As the news broke, questions immediately began to be asked about the company’s response to the breach. Consumers were angered that the initial statement appeared to downplay the severity of the incident. Many were also perturbed that the company’s TrustedID Premier service, offered free to potential victims, included a waiver forfeiting rights to any legal recourse over the breach.
Many commentators also questioned why it had taken more than a month to notify the public about the compromise, particularly when it was discovered that three senior personnel had dumped nearly $2 million in stock during this period. Equifax maintains that none of the executives had any knowledge of the breach when they made the sales. However, the timing is certainly suspicious and the optics are undeniably poor.
Security researchers swiftly uncovered a series of significant vulnerabilities in the company’s systems. These included ancient servers with critical security flaws that could be remotely exploited to execute arbitrary code, as well as a basic cross-site scripting (XSS) vulnerability that was still present despite being reported in 2016. Taken together, this supports claims that Equifax failed to adequately protect the integrity of their network infrastructure.

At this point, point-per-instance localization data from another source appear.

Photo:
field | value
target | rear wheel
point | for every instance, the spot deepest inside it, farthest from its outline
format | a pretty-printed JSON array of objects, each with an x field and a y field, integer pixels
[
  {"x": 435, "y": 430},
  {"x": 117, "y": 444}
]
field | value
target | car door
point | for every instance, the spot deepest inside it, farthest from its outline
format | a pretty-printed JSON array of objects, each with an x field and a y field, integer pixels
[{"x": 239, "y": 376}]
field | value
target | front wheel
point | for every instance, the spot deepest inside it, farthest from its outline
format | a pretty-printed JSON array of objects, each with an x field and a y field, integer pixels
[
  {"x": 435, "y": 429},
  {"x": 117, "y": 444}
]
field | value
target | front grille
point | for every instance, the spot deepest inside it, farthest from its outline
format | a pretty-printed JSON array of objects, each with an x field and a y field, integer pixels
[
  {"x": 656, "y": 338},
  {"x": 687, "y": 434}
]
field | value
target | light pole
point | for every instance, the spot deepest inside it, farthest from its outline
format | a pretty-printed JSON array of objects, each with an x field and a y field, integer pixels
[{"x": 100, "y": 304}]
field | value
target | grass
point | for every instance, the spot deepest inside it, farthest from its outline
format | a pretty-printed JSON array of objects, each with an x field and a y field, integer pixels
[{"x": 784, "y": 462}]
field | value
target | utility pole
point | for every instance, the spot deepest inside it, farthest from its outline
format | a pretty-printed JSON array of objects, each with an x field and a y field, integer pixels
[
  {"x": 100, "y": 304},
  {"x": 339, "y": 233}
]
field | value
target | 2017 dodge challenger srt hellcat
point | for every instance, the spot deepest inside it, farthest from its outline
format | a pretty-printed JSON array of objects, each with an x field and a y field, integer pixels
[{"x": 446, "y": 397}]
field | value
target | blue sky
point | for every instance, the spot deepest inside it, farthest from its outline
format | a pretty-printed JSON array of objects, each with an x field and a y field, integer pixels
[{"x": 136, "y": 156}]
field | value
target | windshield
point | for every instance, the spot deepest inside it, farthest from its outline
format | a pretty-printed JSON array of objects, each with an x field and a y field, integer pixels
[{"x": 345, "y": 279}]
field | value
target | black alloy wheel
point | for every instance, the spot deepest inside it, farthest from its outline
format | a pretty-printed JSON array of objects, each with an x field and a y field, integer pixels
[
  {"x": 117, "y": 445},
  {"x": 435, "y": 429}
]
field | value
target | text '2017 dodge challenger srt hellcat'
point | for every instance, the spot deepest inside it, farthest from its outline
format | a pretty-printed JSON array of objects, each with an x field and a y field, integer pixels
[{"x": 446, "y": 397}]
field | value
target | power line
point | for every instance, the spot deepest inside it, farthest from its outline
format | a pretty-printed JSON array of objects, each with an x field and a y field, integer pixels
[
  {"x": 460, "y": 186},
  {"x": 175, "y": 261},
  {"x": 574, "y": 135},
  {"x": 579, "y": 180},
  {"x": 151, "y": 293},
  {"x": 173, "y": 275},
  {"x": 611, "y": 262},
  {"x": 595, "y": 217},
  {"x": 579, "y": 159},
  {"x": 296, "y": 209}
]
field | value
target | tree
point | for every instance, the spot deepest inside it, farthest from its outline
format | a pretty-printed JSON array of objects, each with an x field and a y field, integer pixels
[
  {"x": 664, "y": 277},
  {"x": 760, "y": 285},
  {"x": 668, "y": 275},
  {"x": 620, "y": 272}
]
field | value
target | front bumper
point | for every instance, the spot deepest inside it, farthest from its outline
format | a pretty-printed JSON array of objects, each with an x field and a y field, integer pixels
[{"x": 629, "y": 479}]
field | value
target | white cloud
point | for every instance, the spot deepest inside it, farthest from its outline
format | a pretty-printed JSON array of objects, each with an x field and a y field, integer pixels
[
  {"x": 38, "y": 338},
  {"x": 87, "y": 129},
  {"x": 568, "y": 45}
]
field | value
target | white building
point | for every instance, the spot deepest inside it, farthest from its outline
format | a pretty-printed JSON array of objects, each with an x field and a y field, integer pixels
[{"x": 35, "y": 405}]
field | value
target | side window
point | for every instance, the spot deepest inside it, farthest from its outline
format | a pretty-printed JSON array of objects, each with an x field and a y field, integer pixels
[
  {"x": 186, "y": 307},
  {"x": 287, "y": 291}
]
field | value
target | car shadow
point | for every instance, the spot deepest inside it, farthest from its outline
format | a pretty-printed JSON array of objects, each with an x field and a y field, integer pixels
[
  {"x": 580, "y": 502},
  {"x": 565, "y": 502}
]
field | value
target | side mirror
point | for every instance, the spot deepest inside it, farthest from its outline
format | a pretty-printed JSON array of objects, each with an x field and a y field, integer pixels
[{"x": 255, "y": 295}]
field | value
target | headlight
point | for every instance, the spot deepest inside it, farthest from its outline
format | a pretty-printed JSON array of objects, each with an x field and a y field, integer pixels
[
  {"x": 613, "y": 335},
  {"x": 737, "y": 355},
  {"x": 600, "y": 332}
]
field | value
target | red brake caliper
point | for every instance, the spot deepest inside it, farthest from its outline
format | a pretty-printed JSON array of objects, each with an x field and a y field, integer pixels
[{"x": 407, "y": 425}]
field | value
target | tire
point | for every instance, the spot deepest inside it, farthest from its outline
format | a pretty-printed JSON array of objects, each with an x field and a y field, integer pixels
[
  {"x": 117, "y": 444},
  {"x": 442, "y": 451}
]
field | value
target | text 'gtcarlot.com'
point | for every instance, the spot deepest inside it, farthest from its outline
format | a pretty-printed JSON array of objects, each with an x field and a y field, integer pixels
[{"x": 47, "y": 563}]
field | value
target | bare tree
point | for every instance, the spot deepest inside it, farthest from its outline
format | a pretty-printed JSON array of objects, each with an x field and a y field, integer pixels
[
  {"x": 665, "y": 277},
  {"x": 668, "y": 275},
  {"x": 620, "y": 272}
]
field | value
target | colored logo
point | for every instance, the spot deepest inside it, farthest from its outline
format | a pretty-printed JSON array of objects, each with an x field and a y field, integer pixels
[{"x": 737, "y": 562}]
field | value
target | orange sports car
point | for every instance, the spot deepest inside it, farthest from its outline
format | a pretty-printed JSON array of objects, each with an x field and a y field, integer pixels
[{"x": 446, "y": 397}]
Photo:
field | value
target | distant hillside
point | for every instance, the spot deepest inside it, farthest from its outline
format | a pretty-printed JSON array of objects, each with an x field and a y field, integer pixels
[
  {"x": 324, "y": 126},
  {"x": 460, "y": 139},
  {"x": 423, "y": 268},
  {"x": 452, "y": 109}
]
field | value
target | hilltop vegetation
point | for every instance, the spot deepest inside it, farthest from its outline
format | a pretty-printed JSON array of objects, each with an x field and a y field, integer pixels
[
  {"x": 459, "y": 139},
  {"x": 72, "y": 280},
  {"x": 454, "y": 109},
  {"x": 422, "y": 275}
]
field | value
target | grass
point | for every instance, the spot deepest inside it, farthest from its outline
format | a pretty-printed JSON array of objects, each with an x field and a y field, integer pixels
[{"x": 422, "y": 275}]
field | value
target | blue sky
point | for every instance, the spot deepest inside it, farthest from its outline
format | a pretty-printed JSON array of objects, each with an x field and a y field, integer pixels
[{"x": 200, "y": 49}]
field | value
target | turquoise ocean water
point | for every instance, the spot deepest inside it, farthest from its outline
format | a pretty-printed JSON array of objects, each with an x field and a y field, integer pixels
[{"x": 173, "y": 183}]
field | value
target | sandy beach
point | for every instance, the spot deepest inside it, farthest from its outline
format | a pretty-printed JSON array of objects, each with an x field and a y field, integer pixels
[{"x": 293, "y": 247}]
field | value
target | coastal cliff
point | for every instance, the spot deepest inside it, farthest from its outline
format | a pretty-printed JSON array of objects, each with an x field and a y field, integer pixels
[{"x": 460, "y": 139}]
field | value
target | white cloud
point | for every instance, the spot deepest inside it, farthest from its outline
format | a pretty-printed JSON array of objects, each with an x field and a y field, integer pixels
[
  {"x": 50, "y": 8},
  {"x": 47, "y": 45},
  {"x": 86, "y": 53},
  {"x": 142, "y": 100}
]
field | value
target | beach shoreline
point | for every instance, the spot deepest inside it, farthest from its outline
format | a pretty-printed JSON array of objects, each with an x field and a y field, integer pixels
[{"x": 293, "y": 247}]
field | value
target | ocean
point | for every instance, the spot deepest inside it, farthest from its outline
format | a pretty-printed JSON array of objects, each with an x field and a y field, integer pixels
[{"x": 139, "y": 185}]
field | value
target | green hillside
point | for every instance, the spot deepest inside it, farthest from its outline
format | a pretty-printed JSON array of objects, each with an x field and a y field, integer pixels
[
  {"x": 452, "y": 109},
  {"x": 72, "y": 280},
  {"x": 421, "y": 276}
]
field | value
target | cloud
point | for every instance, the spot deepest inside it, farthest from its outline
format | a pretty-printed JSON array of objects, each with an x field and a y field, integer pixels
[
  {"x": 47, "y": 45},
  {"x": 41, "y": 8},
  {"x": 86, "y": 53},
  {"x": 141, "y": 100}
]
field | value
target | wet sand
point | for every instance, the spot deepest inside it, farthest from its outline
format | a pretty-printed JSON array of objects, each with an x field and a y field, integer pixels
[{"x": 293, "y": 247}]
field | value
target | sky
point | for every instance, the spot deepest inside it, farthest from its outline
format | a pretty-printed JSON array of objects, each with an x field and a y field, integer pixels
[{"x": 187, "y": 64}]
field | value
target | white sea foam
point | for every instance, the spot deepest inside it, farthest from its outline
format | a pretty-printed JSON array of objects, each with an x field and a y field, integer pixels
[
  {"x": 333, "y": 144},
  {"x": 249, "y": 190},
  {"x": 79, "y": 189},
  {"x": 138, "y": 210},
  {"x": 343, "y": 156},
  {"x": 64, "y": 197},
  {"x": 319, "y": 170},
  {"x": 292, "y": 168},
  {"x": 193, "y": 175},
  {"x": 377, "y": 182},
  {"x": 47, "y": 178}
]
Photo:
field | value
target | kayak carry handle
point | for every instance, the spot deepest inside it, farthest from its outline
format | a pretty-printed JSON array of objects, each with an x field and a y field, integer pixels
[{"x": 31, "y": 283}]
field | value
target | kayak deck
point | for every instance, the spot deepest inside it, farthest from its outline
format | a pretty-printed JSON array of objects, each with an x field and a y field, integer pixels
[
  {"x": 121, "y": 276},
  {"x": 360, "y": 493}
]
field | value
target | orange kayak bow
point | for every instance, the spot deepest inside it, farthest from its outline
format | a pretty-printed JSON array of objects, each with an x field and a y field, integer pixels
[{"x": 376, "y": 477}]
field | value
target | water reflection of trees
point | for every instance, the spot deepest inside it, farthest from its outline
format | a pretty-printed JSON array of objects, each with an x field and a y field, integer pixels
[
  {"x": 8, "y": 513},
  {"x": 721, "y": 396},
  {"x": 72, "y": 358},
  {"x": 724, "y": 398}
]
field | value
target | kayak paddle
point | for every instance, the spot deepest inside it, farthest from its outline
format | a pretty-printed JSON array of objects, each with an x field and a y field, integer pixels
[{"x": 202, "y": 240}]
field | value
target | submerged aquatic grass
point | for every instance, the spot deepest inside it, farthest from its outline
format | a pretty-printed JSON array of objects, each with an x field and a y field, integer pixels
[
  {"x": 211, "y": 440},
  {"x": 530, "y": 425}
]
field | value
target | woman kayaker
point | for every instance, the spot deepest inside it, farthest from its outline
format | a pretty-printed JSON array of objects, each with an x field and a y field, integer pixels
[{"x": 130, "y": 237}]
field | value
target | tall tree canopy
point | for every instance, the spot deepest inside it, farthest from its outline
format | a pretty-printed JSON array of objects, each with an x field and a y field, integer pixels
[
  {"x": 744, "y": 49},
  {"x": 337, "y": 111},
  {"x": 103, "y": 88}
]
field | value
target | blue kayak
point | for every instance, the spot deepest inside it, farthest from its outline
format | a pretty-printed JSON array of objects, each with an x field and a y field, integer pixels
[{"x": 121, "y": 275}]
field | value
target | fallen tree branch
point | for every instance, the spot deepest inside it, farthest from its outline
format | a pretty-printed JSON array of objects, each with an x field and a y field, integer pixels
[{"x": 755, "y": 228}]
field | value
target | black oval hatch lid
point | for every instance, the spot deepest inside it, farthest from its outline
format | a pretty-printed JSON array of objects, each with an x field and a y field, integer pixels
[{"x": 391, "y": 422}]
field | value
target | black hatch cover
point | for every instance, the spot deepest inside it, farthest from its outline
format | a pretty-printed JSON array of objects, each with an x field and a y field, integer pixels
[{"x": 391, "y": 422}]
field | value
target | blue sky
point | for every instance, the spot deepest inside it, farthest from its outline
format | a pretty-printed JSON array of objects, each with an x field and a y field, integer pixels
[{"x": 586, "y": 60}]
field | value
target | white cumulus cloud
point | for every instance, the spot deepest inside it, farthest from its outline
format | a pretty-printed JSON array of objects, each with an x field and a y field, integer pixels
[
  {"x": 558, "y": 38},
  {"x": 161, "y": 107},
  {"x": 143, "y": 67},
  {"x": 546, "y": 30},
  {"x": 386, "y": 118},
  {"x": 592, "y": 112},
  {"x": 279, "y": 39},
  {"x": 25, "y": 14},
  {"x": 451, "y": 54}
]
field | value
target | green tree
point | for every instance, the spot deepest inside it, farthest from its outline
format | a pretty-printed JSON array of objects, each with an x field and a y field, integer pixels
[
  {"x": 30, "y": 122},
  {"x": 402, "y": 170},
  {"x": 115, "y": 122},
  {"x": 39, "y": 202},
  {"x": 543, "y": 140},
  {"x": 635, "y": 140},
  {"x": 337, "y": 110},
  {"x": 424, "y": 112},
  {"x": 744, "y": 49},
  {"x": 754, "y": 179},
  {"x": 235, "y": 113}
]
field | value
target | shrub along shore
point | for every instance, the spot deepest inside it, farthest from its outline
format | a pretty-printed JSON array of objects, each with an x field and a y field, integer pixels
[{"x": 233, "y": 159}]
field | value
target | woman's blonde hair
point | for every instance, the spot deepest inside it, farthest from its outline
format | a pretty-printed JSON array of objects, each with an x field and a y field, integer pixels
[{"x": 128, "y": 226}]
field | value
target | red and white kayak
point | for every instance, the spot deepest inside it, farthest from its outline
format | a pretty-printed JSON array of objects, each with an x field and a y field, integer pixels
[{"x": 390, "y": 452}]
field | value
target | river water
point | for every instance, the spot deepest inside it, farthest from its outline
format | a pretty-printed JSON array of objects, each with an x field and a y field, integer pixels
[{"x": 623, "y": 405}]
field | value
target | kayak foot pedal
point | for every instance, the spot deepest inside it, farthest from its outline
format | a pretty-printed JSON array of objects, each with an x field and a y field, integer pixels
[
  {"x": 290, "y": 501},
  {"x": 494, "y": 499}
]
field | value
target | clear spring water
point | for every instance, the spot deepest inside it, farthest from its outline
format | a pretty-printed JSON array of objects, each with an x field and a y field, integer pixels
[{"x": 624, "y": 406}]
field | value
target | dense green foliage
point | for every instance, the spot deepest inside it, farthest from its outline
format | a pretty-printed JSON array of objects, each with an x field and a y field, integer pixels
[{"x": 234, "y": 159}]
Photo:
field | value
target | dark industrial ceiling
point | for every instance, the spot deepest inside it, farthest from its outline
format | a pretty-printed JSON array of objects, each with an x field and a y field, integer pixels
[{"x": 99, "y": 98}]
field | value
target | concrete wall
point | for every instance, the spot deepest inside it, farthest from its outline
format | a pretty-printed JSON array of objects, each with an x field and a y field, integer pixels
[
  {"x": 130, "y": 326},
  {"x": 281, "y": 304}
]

Later reports suggested the hackers may have exploited a flaw in the Apache Struts Web Framework. However, it remains unclear whether it was the vulnerability publicised earlier this month (CVE-2017-9805), or another that was patched in March (CVE-2017-5638). The distinction is clearly important: if the hackers exploited a zero-day to breach the network, Equifax cannot be held responsible for the presence of the flaw. If they declined to patch a vulnerability that was publicised in March however, that is a much more serious failing.
Interestingly, security researcher David Hoyt warned that “Credit Reporting Agencies” had failed to patch CVE-2017-5638 in June 2017 (see screenshot below). The website investigated, AnnualCreditReport.com, states that it is “brought to you by” TransUnion, Experian and Equifax.
Regardless, the cost to the company is likely to be severe both financially and in terms of brand damage. Shares plunged more than 13% on 8 September, with initial estimates indicating losses could total hundreds of millions of dollars, if not more. As a sign of things to come, a $68.6bn class action lawsuit has already been filed against the company. The plaintiffs argue that the breach will cause “serious risks of credit harm and identity theft for years”.
While the story is still developing, so far Equifax seems to have presented a textbook example of how not to handle a major data breach. Apologetic statements issued after the fact are no substitute for investing in adequate safeguards to protect against network infiltration and data theft. As the deadline for the General Data Protection Regulation (GDPR) looms, firms will have to do more to protect confidential information. If they fail to do this, they risk potentially devastating fines and untold brand damage when threat actors ultimately test their defences, and find them wanting.